2 The Submission Information Package (SIP) is the content and metadata received from an information producer by a preservation repository. An Archival Information Package (AIP) is the set of content and metadata managed by a preservation repository, and organized in a way that allows the repository to perform preservation services.
3 Dissemination Information Package (DIP) is distributed to a consumer by the repository in response to a request, and may contain content spanning multiple AIPs.

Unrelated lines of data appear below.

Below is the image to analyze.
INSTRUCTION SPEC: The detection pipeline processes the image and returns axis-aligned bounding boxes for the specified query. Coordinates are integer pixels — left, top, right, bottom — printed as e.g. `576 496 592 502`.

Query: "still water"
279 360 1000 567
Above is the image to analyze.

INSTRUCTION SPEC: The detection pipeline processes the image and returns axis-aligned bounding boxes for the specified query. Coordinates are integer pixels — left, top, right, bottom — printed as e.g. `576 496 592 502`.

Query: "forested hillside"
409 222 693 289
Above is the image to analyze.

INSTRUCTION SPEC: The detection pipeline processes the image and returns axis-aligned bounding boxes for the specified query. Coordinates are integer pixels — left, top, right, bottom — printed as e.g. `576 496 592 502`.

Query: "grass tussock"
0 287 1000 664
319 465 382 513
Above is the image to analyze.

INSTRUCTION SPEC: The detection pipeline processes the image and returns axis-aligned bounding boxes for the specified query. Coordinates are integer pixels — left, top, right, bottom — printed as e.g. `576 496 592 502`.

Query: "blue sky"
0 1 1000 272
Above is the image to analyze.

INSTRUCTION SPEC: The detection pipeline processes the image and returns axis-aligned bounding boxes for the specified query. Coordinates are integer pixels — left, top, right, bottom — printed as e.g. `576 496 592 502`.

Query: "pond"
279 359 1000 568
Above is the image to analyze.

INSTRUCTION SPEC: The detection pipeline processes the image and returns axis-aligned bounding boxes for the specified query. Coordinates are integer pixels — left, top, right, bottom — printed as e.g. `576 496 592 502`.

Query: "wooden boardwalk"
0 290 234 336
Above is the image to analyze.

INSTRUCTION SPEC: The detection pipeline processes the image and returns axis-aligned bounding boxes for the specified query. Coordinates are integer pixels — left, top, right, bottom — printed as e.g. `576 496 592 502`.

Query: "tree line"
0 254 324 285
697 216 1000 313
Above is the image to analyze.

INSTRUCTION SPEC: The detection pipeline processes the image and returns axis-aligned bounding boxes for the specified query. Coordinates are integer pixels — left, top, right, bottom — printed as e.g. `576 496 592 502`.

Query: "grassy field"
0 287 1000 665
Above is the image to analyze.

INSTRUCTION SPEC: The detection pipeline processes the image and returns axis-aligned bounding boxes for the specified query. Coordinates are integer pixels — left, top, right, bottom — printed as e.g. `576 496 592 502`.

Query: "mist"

4 Representation Information refers to any software, algorithms, standards, or other information that is necessary to properly access an archived digital file. Or, as the Preservation Metadata and the OAIS Information Model put it, “A digital object consists of a stream of bits; Representation Information imparts meaning to these bits.” Preservation Description Information refers to the information necessary for adequate preservation of a digital object. For example, Provenance, Reference, Fixity, Context, and Access Rights Information.